Three key differences: erect (vs. horizontal) inflorescence; larger flowers; and a wider distribution across the Sierra Madre (vs. restricted to the vicinity of Bacanora). Both are Gentry discoveries from the same Sonoran landscape.

Is it cold-hardy?

Moderately. USDA zone 8b–9a is the realistic limit. This is a subtropical tree yucca from the Sierra Madre foothills — not suitable for cold-climate gardens without winter protection.

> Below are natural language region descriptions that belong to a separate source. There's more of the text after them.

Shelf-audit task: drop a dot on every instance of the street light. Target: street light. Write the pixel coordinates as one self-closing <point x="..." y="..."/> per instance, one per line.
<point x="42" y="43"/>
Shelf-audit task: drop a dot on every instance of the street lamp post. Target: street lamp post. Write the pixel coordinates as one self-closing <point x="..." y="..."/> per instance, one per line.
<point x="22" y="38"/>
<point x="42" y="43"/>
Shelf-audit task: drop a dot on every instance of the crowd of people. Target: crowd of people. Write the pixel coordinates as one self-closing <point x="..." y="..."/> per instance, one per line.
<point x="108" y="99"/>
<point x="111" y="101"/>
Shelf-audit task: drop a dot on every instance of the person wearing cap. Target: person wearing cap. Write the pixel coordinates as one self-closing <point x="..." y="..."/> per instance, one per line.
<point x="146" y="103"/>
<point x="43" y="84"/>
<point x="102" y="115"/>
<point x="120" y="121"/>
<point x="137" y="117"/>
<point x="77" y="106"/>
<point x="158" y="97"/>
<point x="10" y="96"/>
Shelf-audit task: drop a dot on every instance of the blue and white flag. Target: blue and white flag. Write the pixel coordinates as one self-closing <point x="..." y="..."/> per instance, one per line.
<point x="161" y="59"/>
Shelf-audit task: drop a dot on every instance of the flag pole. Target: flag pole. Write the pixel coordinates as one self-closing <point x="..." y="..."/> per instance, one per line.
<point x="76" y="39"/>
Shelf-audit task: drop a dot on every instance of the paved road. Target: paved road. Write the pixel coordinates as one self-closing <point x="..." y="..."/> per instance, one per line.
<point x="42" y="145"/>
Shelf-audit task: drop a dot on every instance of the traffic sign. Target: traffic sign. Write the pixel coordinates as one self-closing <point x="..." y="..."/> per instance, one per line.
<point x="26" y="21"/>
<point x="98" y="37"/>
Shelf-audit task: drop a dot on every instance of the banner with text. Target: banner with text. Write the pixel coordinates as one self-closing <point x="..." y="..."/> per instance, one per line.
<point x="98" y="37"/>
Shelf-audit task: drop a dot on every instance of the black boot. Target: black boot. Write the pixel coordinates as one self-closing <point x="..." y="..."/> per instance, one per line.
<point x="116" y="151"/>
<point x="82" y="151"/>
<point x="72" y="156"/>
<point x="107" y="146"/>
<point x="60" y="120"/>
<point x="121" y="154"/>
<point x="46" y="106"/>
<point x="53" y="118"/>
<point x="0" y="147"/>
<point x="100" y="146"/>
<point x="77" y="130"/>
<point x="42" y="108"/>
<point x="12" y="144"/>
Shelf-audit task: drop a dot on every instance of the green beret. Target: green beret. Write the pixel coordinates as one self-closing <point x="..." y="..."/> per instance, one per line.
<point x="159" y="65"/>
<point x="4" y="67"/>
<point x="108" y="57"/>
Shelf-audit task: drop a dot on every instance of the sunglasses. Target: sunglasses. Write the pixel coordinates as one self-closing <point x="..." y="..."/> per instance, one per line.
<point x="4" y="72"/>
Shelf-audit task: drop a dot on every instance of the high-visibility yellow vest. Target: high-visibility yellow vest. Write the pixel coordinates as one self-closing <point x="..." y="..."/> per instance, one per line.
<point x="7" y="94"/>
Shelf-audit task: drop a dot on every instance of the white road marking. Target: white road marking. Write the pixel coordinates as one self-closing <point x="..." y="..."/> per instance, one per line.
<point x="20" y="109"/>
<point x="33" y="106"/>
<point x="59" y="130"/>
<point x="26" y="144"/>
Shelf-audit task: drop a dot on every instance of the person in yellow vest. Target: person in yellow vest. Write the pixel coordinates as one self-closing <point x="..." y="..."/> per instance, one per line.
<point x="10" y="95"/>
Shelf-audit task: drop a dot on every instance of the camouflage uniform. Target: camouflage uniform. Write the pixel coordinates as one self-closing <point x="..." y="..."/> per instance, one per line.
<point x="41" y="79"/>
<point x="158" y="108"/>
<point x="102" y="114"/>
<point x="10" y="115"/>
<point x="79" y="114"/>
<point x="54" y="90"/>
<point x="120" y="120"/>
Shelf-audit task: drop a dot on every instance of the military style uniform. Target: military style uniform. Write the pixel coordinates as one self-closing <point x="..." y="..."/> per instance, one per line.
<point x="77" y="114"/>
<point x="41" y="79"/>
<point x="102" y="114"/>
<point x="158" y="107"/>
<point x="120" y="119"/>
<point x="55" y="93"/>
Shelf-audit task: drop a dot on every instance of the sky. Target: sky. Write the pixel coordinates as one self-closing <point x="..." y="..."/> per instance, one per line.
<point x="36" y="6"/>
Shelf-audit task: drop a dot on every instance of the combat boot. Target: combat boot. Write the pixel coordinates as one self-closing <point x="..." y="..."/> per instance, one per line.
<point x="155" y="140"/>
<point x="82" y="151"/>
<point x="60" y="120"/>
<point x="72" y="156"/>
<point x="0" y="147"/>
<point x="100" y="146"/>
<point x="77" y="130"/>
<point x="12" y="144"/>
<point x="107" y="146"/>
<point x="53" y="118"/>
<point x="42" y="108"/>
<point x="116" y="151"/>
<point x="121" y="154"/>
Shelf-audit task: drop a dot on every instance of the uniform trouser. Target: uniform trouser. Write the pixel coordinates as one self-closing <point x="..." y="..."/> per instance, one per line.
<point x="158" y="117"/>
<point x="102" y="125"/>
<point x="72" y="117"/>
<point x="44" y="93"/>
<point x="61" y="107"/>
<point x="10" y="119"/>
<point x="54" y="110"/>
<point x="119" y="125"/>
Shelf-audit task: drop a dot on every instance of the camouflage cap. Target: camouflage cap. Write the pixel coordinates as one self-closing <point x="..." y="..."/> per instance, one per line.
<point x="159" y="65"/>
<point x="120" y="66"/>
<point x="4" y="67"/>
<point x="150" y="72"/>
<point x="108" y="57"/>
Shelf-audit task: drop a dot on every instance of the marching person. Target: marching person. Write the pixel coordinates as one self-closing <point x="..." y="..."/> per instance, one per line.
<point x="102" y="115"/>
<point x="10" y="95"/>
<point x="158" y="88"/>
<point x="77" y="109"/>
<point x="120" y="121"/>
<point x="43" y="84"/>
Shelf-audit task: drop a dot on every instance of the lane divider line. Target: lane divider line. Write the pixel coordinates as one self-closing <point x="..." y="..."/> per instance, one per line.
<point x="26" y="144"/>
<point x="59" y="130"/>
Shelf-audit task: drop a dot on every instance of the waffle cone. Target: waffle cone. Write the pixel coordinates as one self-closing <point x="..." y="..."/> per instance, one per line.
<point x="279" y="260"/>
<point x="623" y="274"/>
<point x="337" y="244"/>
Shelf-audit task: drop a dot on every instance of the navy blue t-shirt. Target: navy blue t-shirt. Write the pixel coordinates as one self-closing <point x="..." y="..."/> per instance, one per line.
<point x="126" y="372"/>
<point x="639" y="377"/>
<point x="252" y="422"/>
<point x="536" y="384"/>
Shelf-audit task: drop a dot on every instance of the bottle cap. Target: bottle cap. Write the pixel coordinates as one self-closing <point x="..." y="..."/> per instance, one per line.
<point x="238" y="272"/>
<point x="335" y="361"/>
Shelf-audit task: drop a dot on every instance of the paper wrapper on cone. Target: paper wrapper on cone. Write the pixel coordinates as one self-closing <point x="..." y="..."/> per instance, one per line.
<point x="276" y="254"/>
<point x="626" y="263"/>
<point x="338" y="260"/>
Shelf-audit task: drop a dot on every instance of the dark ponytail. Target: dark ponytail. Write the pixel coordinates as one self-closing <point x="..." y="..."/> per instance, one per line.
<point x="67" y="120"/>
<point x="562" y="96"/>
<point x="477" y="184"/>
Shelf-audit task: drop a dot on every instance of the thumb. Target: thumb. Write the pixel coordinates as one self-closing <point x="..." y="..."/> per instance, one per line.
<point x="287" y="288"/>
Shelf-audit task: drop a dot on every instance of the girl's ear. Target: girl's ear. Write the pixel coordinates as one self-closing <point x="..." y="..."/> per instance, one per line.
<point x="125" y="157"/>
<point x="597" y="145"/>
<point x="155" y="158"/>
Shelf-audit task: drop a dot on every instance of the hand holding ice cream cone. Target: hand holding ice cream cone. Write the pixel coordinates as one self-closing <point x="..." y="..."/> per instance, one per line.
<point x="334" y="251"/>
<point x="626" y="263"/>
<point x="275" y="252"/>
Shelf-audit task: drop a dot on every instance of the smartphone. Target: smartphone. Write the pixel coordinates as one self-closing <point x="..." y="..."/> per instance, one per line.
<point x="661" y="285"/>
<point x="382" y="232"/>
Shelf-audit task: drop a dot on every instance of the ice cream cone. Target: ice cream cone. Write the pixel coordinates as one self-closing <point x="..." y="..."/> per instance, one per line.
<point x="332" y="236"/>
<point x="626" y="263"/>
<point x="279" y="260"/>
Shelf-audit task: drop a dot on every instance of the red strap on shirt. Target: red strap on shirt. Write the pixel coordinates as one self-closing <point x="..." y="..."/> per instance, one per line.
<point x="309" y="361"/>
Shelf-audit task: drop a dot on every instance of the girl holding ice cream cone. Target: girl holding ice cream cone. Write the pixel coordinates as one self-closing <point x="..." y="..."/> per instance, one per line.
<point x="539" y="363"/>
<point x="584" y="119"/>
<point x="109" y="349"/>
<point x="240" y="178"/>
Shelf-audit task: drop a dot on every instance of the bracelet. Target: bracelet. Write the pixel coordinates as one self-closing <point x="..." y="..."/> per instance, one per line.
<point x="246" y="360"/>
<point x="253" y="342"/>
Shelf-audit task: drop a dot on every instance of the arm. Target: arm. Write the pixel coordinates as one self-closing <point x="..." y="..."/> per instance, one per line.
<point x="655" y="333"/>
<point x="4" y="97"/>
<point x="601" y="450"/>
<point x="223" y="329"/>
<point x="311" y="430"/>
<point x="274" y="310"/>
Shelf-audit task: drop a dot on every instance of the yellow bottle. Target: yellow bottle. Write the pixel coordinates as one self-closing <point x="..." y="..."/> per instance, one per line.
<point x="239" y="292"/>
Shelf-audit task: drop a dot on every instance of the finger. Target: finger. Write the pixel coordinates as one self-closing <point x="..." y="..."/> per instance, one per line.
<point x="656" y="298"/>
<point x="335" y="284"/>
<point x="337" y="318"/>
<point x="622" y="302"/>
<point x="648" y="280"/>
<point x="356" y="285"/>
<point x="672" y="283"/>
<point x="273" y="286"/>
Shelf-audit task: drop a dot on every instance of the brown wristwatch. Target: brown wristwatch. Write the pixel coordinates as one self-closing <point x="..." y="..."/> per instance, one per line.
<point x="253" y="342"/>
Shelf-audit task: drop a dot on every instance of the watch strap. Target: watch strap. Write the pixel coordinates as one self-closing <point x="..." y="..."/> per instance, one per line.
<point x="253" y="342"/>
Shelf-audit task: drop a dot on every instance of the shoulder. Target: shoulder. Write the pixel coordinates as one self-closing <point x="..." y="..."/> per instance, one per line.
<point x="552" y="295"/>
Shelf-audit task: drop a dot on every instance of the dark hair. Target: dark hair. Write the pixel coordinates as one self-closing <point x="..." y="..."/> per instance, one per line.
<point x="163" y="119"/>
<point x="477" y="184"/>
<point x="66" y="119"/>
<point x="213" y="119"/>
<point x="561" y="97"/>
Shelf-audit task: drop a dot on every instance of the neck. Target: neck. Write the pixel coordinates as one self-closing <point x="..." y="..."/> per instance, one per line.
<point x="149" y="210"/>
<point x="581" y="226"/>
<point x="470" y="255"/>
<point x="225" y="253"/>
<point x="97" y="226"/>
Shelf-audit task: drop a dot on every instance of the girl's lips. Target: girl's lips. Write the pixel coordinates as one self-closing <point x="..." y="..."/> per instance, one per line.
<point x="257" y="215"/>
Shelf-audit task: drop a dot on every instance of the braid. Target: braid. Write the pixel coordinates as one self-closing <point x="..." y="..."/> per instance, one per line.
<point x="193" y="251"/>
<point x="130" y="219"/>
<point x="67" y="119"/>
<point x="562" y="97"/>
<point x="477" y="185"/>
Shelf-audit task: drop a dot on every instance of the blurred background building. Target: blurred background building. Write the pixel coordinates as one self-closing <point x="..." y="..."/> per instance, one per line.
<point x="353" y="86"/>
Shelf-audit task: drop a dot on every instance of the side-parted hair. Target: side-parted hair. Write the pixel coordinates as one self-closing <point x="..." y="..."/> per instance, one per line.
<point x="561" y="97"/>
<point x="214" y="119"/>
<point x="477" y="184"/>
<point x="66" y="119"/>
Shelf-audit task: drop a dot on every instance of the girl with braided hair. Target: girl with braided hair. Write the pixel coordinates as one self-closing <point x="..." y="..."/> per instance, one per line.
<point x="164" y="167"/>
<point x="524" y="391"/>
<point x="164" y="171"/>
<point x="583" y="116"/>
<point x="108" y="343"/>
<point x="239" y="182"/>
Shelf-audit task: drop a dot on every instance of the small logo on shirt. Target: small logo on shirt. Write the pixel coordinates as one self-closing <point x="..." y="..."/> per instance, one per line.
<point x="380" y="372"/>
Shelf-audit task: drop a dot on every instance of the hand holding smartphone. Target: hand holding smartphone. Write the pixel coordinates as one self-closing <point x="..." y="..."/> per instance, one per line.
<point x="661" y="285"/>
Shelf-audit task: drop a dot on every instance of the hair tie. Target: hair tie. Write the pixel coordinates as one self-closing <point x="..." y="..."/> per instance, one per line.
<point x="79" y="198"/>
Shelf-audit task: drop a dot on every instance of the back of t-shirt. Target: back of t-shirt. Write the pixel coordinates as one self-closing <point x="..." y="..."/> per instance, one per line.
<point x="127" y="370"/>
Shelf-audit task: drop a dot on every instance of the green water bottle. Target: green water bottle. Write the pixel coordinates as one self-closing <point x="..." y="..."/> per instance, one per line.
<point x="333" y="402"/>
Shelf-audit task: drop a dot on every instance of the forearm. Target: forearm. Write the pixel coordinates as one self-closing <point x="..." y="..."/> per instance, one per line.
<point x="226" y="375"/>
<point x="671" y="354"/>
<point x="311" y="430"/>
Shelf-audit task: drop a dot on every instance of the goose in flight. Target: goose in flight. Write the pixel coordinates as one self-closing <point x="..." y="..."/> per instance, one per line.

Reference Databases and Online Resources

Bibliography

  • Gentry, H.S. (1957). A new Yucca from Sonora, Mexico. Madroño 14: 51–53. [protologue of Yucca grandiflora]
  • Gentry, H.S. (1972). The Agave Family in Sonora. USDA Agricultural Handbook 399. 195 pp.
  • Gentry, H.S. (1982). Agaves of Continental North America. University of Arizona Press. 670 pp.
  • Laferrière, J.E. (1994). Vegetation and flora of the Mountain Pima village of Nabogame, Chihuahua, Mexico. Phytologia 77: 102–140.
  • Laferrière, J.E., Weber, C.W. & Kohlhepp, E.A. (1991). Use and nutritional composition of some traditional Mountain Pima plant foods. Journal of Ethnobiology 11(1): 93–114.
  • Ayala-Hernández, M.M. & Solano, E. (2020). Yucca grandifloraThe IUCN Red List of Threatened Species 2020: e.T117427994A117470067.
  • Laferrière, J.E. (1995). Yucca declinata: a new species from Sonora. Cactus and Succulent Journal 67: 347–348. [description of the sister species]
  • Hochstätter, F. (2004). Yucca (Agavaceae). Volume 3: Mexico and Baja California. Selbstverlag.
  • McKelvey, S.D. (1938–1947). Yuccas of the Southwestern United States. 2 volumes. Arnold Arboretum, Harvard University.